A cidadania italiana por descendência sempre foi um dos caminhos mais acessíveis para brasileiros com antepassados italianos obterem o passaporte europeu. Mas em 2025, esse cenário passou a ser observado com mais cautela, por conta de mudanças reais na lei e uma decisão importante que está sendo aguardada na Corte Constitucional da Itália.
No dia 23 de maio de 2025, foi publicada no Diário Oficial da Itália (Gazzetta Ufficiale) a Lei nº 74/2025, que converteu em lei o Decreto-Lei nº 36/2025. Essa nova legislação já está valendo e trouxe algumas alterações significativas nas regras para concessão de cidadania italiana. Entre os pontos confirmados, a cidadania por descendência continua permitida, mas passou a exigir um vínculo mais efetivo com a Itália em algumas situações.
Além disso, o tempo de residência exigido para naturalização de filhos e netos de italianos residentes na Itália foi reduzido de três para dois anos. Também foi criada uma campanha temporária (de 1º de julho de 2025 até 31 de dezembro de 2027) para reintegração da cidadania italiana para ex-cidadãos que a perderam por questões legais.
Importante destacar que, até o momento, essa nova lei não estabelece nenhum limite de gerações para quem deseja solicitar o reconhecimento da cidadania italiana por sangue (jure sanguinis).
O que ainda está sendo decidido?
Embora a nova lei não tenha incluído um limite de gerações, esse tema está sendo analisado pela Corte Constitucional da Itália. No dia 24 de junho de 2025, foi realizada uma audiência que discute se o direito à cidadania italiana por sangue pode se estender indefinidamente por gerações ou se deveria haver um limite (por exemplo, apenas até bisnetos de italianos).
A decisão final da Corte ainda não foi publicada, mas é esperada até o final de 2025. Caso os juízes decidam que a transmissão infinita da cidadania é inconstitucional, o governo poderá estabelecer um corte geracional. Essa mudança pode afetar especialmente quem ainda não deu entrada no processo de reconhecimento.
O que está em jogo é a forma como essa decisão será aplicada: se valerá apenas para novos pedidos daqui em diante, se também poderá atingir pedidos que estão em andamento, ou até se afetaria quem já teve a cidadania reconhecida.
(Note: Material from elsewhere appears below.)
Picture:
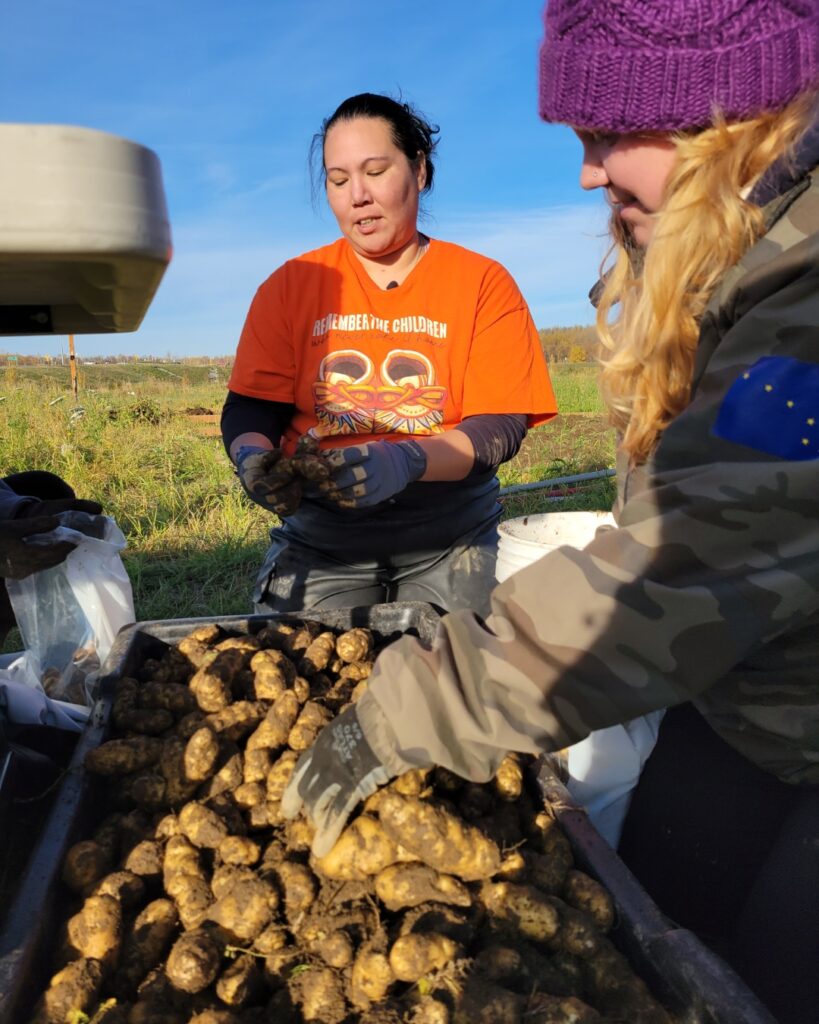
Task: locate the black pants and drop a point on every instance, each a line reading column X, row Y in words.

A expectativa é que a Corte aplique o chamado “efeito ex nunc”, ou seja, que a nova regra só valha do momento da decisão para frente.
Não existe atualmente nenhum projeto formal tramitando no parlamento que limite explicitamente o número de gerações ou que revogue o direito à cidadania por descendência. A principal movimentação está concentrada nessa decisão judicial. Portanto, as únicas possibilidades reais de mudança no momento são:
- A manutenção da regra atual, permitindo cidadania para qualquer número de gerações, desde que se comprove a linha de descendência;
- Ou a imposição de um limite geracional (por exemplo, até bisnetos), o que ainda depende da decisão da Corte.
Se você ainda não deu entrada no processo, é recomendável fazê-lo o quanto antes. Mesmo que a mudança venha, quem já tiver solicitado antes da decisão poderá ser protegido. Tudo vai depender de como essa decisão da Justiça será aplicada na prática.